There were a total of 378 PE deals in India amounting over $7.04 billion investment between January and November this year, according to Grant Thornton. Pharmaceuticals, healthcare and banking and financial services together received 42% of the total PE investments.
However, the opening of the public markets is a moment of joy for few. “Only companies of a large size and strength will be well received at the IPO,” said Kohli of ChrysCapital.
“Exits in mid-cap companies can take a while as some of these tend not to be very liquid,” said Devinjit Singh, managing director at Carlyle India Advisors. “Limited partners or investors need to see successful returns from India,” Singh added.

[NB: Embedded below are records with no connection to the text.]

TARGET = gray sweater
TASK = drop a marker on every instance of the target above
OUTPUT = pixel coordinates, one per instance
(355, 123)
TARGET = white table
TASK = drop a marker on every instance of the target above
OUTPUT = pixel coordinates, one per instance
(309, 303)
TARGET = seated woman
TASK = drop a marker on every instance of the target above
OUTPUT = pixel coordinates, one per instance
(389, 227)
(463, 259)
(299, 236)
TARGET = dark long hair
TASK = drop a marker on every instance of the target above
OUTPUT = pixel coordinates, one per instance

“There will be pressure on exits as 2006 investments will have now reached seven years. Given that the life of a typical fund is eight to nine years, these investments will have to be exited in some way, perhaps even at a loss,” said Utamsingh of KPMG.
Though the economic environment is improving, investors are still wary of the way ahead. “Policy changes are required in the infrastructure sector for attracting capital, a key imperative for growth. What the government does in the next six months will be critical,” said Archana Hingorani, chief executive officer and executive director at IL&FS Investment Managers.
Another interesting (and growing) trend in 2013 will be secondary deals and limited partner (LP) to LP change of hands. “In funds which are under water on investments, the LPs on those funds will look to exit the funds by selling to other LPs at a discount. These deals will take place outside India and so will not really be tracked in the Indian market. But if they happen, then the new LPs will provide a lease of life to the funds to continue holding on its investments and try in some manner to generate better returns,” Utamsingh said. “In 2012 so far, 25 out of 94 exits were through secondaries, ie, PE to PE transactions. We can expect this trend to continue as there is a very large pool of good portfolio companies and the larger PE funds are targeting these companies for transactions.”
PE firms find the Indian consumer growth story intact. “Domestic consumption sectors like healthcare, pharmaceuticals and financial services and export-oriented, IT-related services will remain attractive,” said Kohli of ChrysCapital.
“Consumer-oriented sectors will be well accepted by the market,” said Girish Nadkarni, partner at IDFC Private Equity.
“Carlyle is always evaluating opportunities to deploy more capital in India. Sectors like financial services, consumer, healthcare and information technology are attractive,” Singh of Carlyle said.
“The sectors of interest will continue to be domestic-driven like consumer, financial services, food and agriculture, pharmaceuticals, healthcare and logistics,” said Utamsingh.
Venture capital firms believe that they will be well positioned for 2013 than the larger funds. “As there are many start-ups being formed, I see more opportunities for venture capital investment rather than large ones for PE firms,” said Maheshwari of Zephyr Peacock.